Monocystis (Gr., monos, single + kystisis, bladder) is a genus (the type of the family Monocystidae) of acephaline gregarines (subclass Gregarinasina) not having the protoplasm divided into segments by septa and including internal parasites of invertebrates (as M. agilis of the reproductive system of earthworms).

==Habit and habitat==
Monocystis lives as an intracellular parasite in its young stage, when it lives in the bundle of developing sperm. It becomes extracellular in its mature stage, living in the contents of seminal vesicles of earthworms. Its infection is so widespread that practically all mature earthworms are found parasitized by this parasite.

==Structure==
The mature adult of Monocystis is a feeding stage called a trophozoite.
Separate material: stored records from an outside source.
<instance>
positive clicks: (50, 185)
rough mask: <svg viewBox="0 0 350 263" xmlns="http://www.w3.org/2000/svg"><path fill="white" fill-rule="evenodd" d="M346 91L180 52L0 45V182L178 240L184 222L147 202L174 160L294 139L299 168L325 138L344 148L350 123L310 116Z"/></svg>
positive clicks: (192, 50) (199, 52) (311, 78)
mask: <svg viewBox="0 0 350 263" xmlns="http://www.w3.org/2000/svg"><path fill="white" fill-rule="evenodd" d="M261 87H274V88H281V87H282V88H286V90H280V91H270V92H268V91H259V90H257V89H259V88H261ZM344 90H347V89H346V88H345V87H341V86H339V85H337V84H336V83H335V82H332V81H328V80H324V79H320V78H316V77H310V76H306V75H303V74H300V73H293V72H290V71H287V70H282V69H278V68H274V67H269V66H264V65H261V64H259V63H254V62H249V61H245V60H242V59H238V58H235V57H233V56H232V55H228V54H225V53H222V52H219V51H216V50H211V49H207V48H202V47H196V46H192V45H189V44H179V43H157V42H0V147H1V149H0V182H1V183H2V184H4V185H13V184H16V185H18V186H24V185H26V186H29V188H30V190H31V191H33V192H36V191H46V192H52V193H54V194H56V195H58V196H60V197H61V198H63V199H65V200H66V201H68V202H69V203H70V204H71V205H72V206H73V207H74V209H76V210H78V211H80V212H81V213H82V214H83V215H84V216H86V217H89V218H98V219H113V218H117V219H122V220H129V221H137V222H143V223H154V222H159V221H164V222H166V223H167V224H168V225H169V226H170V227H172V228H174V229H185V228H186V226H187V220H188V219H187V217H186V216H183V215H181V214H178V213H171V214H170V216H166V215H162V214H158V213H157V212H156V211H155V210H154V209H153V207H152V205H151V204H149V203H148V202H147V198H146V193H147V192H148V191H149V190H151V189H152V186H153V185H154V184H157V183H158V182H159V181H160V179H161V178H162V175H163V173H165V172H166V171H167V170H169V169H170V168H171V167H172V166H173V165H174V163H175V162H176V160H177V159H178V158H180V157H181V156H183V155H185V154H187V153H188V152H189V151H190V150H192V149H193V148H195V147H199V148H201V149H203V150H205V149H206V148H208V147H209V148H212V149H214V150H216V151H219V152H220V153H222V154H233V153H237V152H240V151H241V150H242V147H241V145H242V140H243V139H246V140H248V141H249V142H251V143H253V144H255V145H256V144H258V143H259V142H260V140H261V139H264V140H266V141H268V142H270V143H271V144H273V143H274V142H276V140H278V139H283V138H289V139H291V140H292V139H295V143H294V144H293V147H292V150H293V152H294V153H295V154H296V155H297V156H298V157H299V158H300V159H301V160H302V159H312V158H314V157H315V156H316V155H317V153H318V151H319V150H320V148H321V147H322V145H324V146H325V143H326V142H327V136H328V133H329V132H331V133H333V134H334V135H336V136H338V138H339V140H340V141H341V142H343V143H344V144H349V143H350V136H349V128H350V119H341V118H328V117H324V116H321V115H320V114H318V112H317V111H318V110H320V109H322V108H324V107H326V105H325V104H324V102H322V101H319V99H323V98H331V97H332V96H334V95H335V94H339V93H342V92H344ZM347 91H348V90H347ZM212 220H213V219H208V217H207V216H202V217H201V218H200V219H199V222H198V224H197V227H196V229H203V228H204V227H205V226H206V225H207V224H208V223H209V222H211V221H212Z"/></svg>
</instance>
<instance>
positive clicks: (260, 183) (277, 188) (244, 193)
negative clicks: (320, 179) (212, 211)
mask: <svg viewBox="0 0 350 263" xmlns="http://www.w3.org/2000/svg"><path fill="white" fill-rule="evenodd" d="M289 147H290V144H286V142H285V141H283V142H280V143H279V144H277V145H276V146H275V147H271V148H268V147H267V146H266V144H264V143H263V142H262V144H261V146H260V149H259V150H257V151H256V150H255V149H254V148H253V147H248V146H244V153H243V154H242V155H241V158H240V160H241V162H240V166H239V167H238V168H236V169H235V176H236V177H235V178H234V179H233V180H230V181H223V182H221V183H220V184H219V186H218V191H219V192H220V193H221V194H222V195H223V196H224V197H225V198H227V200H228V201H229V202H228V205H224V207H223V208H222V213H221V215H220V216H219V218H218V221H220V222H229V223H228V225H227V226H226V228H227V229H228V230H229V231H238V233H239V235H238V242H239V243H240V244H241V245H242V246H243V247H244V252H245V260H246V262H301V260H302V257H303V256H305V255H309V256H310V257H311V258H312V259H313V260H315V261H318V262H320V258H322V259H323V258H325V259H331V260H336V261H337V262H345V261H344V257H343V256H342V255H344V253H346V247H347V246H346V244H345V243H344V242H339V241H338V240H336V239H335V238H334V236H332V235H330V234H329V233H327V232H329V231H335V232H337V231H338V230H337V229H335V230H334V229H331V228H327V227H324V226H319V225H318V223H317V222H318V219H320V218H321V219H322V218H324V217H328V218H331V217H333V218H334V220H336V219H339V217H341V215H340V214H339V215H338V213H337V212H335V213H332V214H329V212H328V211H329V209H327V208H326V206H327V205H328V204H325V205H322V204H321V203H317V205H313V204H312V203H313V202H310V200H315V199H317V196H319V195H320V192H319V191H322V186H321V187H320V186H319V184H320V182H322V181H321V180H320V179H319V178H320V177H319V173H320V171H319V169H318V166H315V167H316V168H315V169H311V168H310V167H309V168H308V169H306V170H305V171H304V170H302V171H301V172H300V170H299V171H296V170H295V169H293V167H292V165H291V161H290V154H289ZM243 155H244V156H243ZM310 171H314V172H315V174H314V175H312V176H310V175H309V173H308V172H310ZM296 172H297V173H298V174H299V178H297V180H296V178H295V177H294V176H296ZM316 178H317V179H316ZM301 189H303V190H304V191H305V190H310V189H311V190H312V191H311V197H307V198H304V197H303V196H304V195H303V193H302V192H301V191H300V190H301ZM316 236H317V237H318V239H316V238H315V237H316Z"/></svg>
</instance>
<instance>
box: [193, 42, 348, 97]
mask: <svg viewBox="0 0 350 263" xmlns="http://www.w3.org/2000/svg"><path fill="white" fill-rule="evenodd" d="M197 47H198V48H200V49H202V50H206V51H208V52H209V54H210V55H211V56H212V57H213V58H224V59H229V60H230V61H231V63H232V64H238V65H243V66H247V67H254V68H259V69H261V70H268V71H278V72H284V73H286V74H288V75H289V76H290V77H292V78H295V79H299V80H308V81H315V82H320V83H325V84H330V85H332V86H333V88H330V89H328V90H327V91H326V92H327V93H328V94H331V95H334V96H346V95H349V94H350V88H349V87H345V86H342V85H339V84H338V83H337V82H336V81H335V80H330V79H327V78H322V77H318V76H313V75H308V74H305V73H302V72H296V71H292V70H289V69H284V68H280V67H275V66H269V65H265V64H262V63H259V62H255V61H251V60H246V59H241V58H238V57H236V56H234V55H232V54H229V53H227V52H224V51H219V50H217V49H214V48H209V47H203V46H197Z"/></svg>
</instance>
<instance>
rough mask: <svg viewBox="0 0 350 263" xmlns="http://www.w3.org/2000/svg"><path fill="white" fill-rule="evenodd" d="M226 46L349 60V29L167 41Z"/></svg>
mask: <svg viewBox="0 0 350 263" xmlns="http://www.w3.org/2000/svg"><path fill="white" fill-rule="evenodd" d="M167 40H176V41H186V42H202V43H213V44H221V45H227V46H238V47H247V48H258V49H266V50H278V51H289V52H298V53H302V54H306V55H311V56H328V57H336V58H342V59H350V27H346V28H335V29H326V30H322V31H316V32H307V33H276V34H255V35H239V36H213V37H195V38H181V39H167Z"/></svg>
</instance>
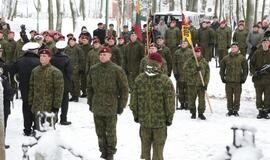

The young trophozoite lives in the sperm morula (group of developing sperm) of the host; it feeds and grows at the expense of the protoplasm of the developing sperm until all the protoplasm is exhausted and it is surrounded by the tails of the dead sperm cells. In this stage, it is sometimes mistaken for a ciliated organism, but the sperm tails soon detach from its body and the trophozoite becomes free. The adult is an elongated, spindle-shaped, flattened, wormlike creature. Its body is covered by a thick, smooth, and permeable pellicle. The cytoplasm is well differentiated into ectoplasm and endoplasm, the latter containing a large vesicular nucleus. Its nutrition is sporozoic. There are no locomotory organs, but it shows wriggling and gliding movements.